Danny Collins and John Lennon
By Jeff Walker
The soundtrack for Danny Collins, starring Al Pacino, features excerpts from nine Lennon tracks, almost an album’s-worth: Cold Turkey, Instant Karma, Love, Hold On, Working Class Hero, Whatever Gets You Through the Night, #9 Dream, Beautiful Boy, and Nobody Told Me. A good selection, though Hold On John was never a favorite of mine.
I’m not so sure how well the tracks are integrated with the plot-turns during which we hear excerpts. Despite a great performance by Al Pacino, it was a film to see once but ‘Not a Second Time’, so I have to rely on memory here. I recall thinking that some songs were a bit iffy in terms of appropriateness for their scenes. Perhaps the director was just so happy to have gotten Yoko’s permission to use practically whatever he wanted that he went a bit overboard. Of course, as a Lennon/Beatles fan, for me just about any movie could be improved with a John, Paul, George and Ringo soundtrack, appropriate or not. (Tomorrowland would have been vastly improved by a Beatles soundtrack and two hours of blank screen.)
While it’s great to hear a movie soundtrack of Lennon tracks 35 years after his death, it also reinforces my contention that solo Beatles works sound better in a Beatles context. I would have preferred excerpts from 20 Beatle solo tracks, mixing up five from each Beatle. For me, no Beatle had a solo career in the half-century since the recording of Love Me Do. The best of their solo work simply sounds so much better when mixed together on would-be post-1969 ‘Beatles’ albums. For me, 1970 merely marked another phase in their illustrious recording career.
However, the plot of Danny Collins is strictly Lennon-based: John’s responding by letter to a young artist’s interview in a music rag, the editor’s decision to selfishly abscond with the letter as potentially-valuable memorabilia, the buying-up of that letter 40 years later by Danny Collins’ manager as a birthday present to Collins, Collins’ soul-searching reflections of how his life and career might have gone in a less commercial but more soul-satisfying direction had he met up with John and Yoko as per the letter’s suggestion, and then what he does to weave together the strands of his commercial trajectory and his might-have-been life devoted to authentic artistic expression and a family he never knew.

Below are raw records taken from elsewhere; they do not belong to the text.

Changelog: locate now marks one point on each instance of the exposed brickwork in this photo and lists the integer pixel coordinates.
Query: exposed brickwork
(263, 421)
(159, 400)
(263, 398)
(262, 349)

In the coda we are surprised to find out: the letter is real, but the young artist in question faded into obscurity. He didn’t become a commercial sensation singing other peoples’ catchy tunes à la Danny Collins. Presumably an opportune meeting with Lennon might have led to an Apple recording contract, and then who knows, a future never-to-be on account of a greedy magazine editor.
The film certainly lost an opportunity to deploy Lennon’s 1980 masterpiece Watching the Wheels, when Collins decides to pack in his ‘Greatest Hits III’ tour of America. Of course, the irony is that it was only after Lennon had recorded Watching the Wheels, a song about retiring from the limelight, that he informed Yoko that indeed he was now confident enough to re-enter the limelight and that, yes indeed, they had a whole album to record. Here, though, is the bona fide John Lennon movie that begs to be made: ‘John Lennon and The Fateful Voyage of the Megan Jaye’. It would be all about John’s epiphany-laden sailing adventure to Bermuda in June 1980, featuring a storm so fierce and long-lasting that the entire crew including the captain were put out of action by seasickness or fatigue. The house husband/ex-junkie was obliged to assume command. For several adrenaline-pumping hours. It could very well be that Captain John saved the boat and all aboard. When it was all over he was so wired on having risen to the occasion with such aplomb, physically and mentally, that his creative tap went from dribs and drabs here and there to full blast. Ahead lay the greatest artistic comeback of the 20th century, foreshortened by a pathetic assassin several months later.
In fact, though, all four Beatles mounted huge comebacks after bouncing off rock-bottom: George in the 1987-1992 period and again posthumously in 2001, Ringo after he dried out in 1989, a comeback that continues to this day, and of course Paul, whose comeback since the early 1990s has been going on for a quarter-century and is perhaps the most extraordinary of all. Each solo Beatle found himself in a Danny Collins-like ‘what the hell am I doing?’ phase of self-questioning. And for each, that phase wound up serving as springboard to bigger and better things.